Theatre Review: ‘South Pacific’ at City Springs Theatre Company

City Springs Theatre Company’s production of Rodgers and Hammerstein’s “South Pacific,” performed at the beautiful new 1,070-seat Byers Theatre, is one of those shows that one feels truly privileged to have seen. It runs through March 17, and I’d like to urge any real fan of musical theatre to try to get a ticket; it’s close to selling out, so I wouldn’t delay.

City Springs has spared no expense in making this a memorable experience: Broadway’s wonderful Baayork Lee, whom I was fortunate enough to see in the original cast of “A Chorus Line,” is the director and choreographer. Brandt Blocker, the Artistic Director and Conductor, has assembled a 25-piece orchestra that will have you blissed out before the gorgeous overture is finished.
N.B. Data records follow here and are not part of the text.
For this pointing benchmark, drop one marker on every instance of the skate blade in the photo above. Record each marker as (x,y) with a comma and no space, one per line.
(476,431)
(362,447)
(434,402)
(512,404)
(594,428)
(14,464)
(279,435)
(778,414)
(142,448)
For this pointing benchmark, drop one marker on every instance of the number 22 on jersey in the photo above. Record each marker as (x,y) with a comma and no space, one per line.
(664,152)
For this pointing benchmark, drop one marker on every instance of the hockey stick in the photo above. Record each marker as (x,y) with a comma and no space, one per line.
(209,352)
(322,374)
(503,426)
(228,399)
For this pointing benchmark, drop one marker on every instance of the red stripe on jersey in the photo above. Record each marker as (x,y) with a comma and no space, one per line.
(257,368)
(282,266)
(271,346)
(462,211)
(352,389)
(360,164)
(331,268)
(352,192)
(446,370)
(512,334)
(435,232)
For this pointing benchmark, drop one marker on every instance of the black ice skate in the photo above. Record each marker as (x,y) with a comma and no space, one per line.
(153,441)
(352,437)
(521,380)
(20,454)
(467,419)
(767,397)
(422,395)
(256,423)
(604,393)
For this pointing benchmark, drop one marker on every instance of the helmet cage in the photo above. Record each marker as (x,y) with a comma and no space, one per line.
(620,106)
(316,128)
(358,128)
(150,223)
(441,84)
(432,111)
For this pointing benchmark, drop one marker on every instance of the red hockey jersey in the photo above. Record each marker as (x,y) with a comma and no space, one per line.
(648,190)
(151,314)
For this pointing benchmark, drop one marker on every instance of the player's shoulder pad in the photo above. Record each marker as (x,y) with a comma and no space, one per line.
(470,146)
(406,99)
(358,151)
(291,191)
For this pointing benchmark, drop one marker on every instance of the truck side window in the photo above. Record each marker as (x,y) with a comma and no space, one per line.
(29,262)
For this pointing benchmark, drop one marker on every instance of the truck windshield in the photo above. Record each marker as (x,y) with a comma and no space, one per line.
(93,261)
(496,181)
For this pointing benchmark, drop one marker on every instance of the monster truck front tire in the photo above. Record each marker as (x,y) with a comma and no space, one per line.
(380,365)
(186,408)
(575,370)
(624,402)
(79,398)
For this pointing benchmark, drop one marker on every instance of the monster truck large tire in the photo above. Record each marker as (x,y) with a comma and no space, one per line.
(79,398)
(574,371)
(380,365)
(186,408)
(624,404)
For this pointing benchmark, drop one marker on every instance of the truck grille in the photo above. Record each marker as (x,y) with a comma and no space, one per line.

Many will know that “South Pacific” is a treasure of American musical theatre; it premiered on Broadway in 1949; its portrayal of Americans stationed in a faraway culture in wartime is, sadly, as relevant today as when it first thrilled audiences four years after the end of World War II. It ran for years; then, the Rodgers and Hammerstein organization did not allow a Broadway revival until the 2008 Lincoln Center production which I was fortunate enough to see. This Pulitzer Prize-winning, deeply felt musical drama, not surprisingly, won a Tony for Best Musical Revival. It was heavenly.

Happily, so is City Spring’s production. The songs are supremely romantic: “Some Enchanted Evening,” Wonderful Guy,” “Younger Than Springtime,” “This Nearly Was Mine,” but also fun: “Bloody Mary,” “There Is Nothin’ Like a Dame,” “Honey Bun,” “I’m Gonna Wash Wash That Man Right Outa My Hair.” You may have forgotten how war and racism play a important part here; the show seems strangely contemporary.

The performers are close to perfection: Broadway’s William Michals and Kristine Reese play leading parts of Emile de Becque, the French planter who is searching for his own paradise; and Ensign Nellie Forbush, the Navy nurse from Little Rock whose romance with de Becque runs aground when she learns of his children with a Polynesian woman (now deceased). Nellie’s opening number (“the girl’s first song,” showbiz folks call it) is the irresistible “A Cockeyed Optimist.” You love Nellie from this moment on; and Ms. Reese’s charm and crystalline voice are magnetic.

Speaking of lush voices, Mr. Michals’ gorgeous baritone is magnificent. His rendition of “This Nearly Was Mine,” when Emile thinks he has lost Nellie, brings tears to the eyes and stops the show.

And there’s more! Yvonne Strumecki’s portrayal of Bloody Mary, an entrepreneurial islander and mother of Liat (the beautiful Cassandra Hlong), sings “Bali Ha’i” to Lt. Joe Cable (Maxim Gukhman) and other sailors. This may be the most beautiful, haunting song of yearning for “your own special island,” whatever that is to you, in all of American theatre. Ms. Strumecki is superb.

“South Pacific” keeps topping itself. Soon Mr. Gukhman’s Cable sings the sublime “Younger Than Springtime,” a song that has an unearthly beauty. (Note: Broadway’s original Nellie, Mary Martin, always said that this was her favorite song; since she didn’t get to sing it in the show, she’d constantly hum it to herself backstage.) The dashing Mr. Gukhman will not disappoint, either as actor or singer. This is true of the entire cast.

Other standouts include Chris Saltalamacchio’s Billis, Haden Rider’s Stewpot, JD Myers’ Professor, Bart Hansard’s Captain Brackett, and Steve Hudson’s Commander Harbison. And there are others; they are all in the program. Michael Yeargan’s scenic design; Mike Wood’s lighting design: thank you.

Ms. Lee’s direction has obviously inspired this talented cast. Judy Cole is the Music Director. The entire show is adapted by James A. Michener’s novel “Tales of the South Pacific.” I wish I could give credit to every person involved in the show. The beauty of “South Pacific” is largely ineffable. This production will become a legend; I hope you can see it.